Being a teacher is maybe a noble profession, but not glamorous, and certainly not heroic. I guess I was never very ambitious, and I was always fairly risk-averse. The kids who wanted to race into burning buildings, or explore the depths of space, or be police officers, at least at some point in their lives must have envisioned themselves as heroes. I just wanted to be a teacher. I wanted to work with children because I love their energy and their sense of wonder, and because people fascinate me, and forming connections with them is a very meaningful and humbling experience.
None of this has changed for me after fifteen years of teaching in a public school. I love what I do. I love my students. I aspire to be the best teacher I can be. I work incredibly hard. And I have absolutely no desire to be a hero.
I have the utmost respect for the people who protect others and who risk their lives to do so. They have chosen difficult jobs, and I am so grateful for their sacrifice. I cannot imagine doing what they do.
And yet in this crazy time in our country, more and more people are starting to expect teachers to be heroes. People want to give us guns and train us how to use them to potentially shoot a student in order to protect other students. I grew up going target shooting with my dad and I loved aiming, firing the rifle or gun, the smell and feel of it, but I was shooting at a piece of paper. I never in a million years could imagine that I would need to aim a gun at a living being. That is so far from the job I signed up for, it’s actually absurd.
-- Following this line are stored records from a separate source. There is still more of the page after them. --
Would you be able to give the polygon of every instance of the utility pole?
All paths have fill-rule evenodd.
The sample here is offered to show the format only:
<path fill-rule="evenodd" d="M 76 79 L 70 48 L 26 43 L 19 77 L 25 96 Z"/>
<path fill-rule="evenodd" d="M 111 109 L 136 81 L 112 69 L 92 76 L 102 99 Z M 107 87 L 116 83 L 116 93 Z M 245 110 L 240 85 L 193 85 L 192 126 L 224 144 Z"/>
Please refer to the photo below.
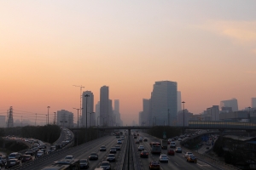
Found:
<path fill-rule="evenodd" d="M 73 85 L 73 86 L 80 88 L 80 116 L 82 116 L 82 98 L 83 98 L 82 88 L 84 87 L 83 87 L 82 85 L 81 86 Z"/>
<path fill-rule="evenodd" d="M 56 112 L 54 112 L 54 114 L 55 114 L 55 119 L 54 119 L 54 125 L 55 125 L 56 122 Z"/>
<path fill-rule="evenodd" d="M 49 124 L 49 109 L 50 108 L 49 106 L 47 106 L 47 108 L 48 108 L 48 121 L 47 121 L 47 124 Z"/>

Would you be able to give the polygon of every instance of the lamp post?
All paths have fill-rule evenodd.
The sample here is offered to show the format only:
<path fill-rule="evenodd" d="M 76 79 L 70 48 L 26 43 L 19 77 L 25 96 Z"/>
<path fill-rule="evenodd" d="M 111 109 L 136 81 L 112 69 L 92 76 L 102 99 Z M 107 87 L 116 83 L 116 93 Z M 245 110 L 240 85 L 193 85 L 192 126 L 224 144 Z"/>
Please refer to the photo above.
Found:
<path fill-rule="evenodd" d="M 251 107 L 248 107 L 249 108 L 249 114 L 248 114 L 248 122 L 251 122 Z"/>
<path fill-rule="evenodd" d="M 85 94 L 84 97 L 86 98 L 86 128 L 87 128 L 87 98 L 90 97 L 89 94 Z"/>
<path fill-rule="evenodd" d="M 48 109 L 48 114 L 47 114 L 48 115 L 48 122 L 48 122 L 48 124 L 49 124 L 49 108 L 50 108 L 49 106 L 47 106 L 47 109 Z"/>
<path fill-rule="evenodd" d="M 184 133 L 185 133 L 185 106 L 184 106 L 185 102 L 183 101 L 182 103 L 183 105 L 183 134 L 184 134 Z"/>
<path fill-rule="evenodd" d="M 77 109 L 77 108 L 74 108 L 74 107 L 73 109 L 78 110 L 78 128 L 79 128 L 79 110 L 80 109 Z"/>
<path fill-rule="evenodd" d="M 168 109 L 168 126 L 170 126 L 170 113 L 169 113 L 169 109 Z"/>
People are calling schools “soft targets” and saying that we need to “harden” them. They’re soft for a reason! They’re SCHOOLS. They’re supposed to be a loving, nurturing place, where children and adults feel safe, happy, and possibly even excited to learn. What message would we send to the students if we turn our schools into high security prisons with metal detectors and armed guards everywhere?
Safety comes second only to physiological needs on Maslow’s hierarchy, well before learning can take place, but our students do not feel safe right now and neither do the teachers. The politics of the gun debate have gone on for far too long, and arming teachers, or arming schools is not the right solution. I do not want to be a hero. I just want to be a teacher.